Last week, Meta CEO Mark Zuckerberg spoke in an Instagram post about plans to build more massive computer infrastructure to run generative AI, which includes 350,000 of Nvidia’s H100 chips.
Hans Mosesmann, an analyst at Rosenblatt Securities, said he believes one big attraction for customers is Supermicro’s ability to quickly deploy “liquid-cooled racks that uniquely fall into Supermicro’s area of expertise: fast, innovative, green, many SKU’s, U.S.-based, and Lego-like.” Liquid cooling, a technique once used mostly in the supercomputer industry, cools multi-rack servers in a more energy-efficient manner than air cooling.
“Liquid cooling in the data center is a must-have for next-generation AI compute hardware,” Mosesmann said in a note last week.

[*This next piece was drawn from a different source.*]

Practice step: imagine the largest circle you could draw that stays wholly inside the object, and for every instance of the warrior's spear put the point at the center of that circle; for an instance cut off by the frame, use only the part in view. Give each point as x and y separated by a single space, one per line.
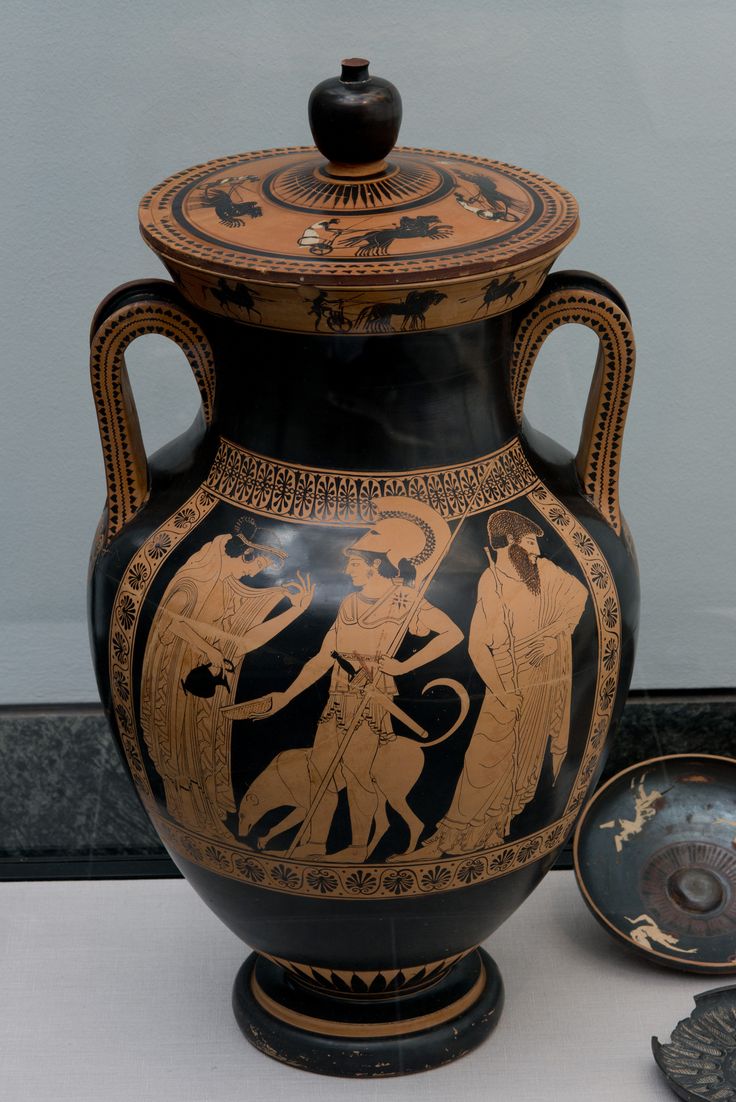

Since last Thursday’s news of the company’s preliminary boost to its revenue projection — to a tune of about $800 million at the midpoint — Supermicro’s shares have soared about 40%. A spokesman for Supermicro declined to comment any further, saying the company is in a quiet period before its fiscal second-quarter results on Jan. 29.
According to the most recent IDC data on the nearly $32 billion server market, Supermicro was the fourth-largest server vendor globally, after leaping ahead of China’s Lenovo in the second quarter of 2023. It is also growing faster than the overall server market, which grew at just 0.5% in the third quarter of 2023.

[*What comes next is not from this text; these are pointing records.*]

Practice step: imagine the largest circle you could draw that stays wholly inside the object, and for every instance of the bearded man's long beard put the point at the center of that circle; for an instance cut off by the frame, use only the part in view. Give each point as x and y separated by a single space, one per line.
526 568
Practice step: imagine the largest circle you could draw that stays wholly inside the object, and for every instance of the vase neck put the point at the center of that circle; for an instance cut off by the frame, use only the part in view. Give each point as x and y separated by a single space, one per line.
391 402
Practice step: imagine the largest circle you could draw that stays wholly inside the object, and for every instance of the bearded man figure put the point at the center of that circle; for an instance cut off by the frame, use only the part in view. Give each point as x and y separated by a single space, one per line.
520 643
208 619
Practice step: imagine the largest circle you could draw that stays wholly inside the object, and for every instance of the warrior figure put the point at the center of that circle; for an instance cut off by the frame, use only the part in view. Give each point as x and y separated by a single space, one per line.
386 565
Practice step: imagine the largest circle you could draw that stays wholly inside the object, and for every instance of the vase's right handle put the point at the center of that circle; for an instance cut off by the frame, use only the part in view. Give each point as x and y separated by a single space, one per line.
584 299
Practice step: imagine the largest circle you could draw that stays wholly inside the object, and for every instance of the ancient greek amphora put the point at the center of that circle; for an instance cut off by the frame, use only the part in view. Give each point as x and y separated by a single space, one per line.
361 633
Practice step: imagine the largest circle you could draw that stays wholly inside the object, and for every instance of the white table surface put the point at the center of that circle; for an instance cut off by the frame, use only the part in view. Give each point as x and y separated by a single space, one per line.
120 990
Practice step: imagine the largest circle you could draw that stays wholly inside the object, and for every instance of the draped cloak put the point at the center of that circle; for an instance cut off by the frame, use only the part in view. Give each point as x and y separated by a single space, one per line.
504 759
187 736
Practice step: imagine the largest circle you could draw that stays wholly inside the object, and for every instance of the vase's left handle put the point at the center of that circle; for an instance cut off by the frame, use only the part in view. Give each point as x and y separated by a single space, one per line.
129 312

While the two companies tied for No. 1 — Dell Technologies Inc.
and Hewlett Packard Enterprise Co.
(in a joint venture with H3C Group) — saw revenue growth fall by double digits in the third quarter, Supermicro saw 12.6% revenue growth, according to IDC, which has not finished compiling fourth-quarter data yet.

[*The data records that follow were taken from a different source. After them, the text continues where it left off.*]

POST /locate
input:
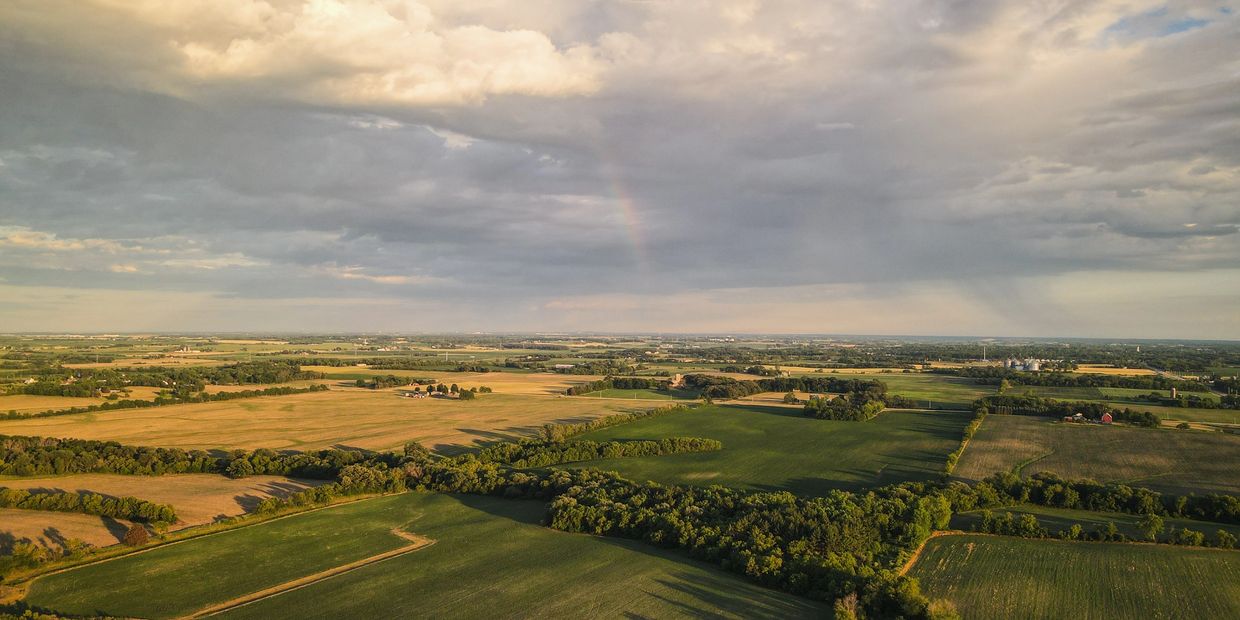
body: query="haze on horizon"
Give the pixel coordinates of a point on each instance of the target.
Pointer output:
(936, 168)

The only other company among the top five server makers that saw third-quarter growth was No. 3 IEIT Systems Co. Ltd.
of China, which rose 24.9%, IDC said.
Supermicro often touts is close relationships with chip makers in Silicon Valley, namely Nvidia, but also Intel Corp.
and Advanced Micro Devices Inc.
companies it has been working closely with since it was founded in 1993, the same year as Nvidia. Last year, Supermicro Chief Executive Charles Liang and Nvidia CEO Jensen Huang shared the stage and talked about high-performance computing and AI data centers at Computex in Taiwan, showcasing Supermicro server racks running Nvidia GPUs.
But Wedbush Securities analyst Matt Bryson issued a word of caution about Supermicro after its news of a big upside surprise. He noted that the company’s earnings forecast implies just flattish operating margins, assuming no unexpected charges in the quarter, and that the magnitude of the news will depend on the details.
“This result could suggest some gross margin deterioration as
opex (beyond sales commissions) typically wouldn’t scale immediately with higher revenues,” Bryson said in a note to clients Friday. He wondered if the possibility of lower gross margins was the result of making inroads into a new type of customer base, such as hyperscalers like Meta Platforms.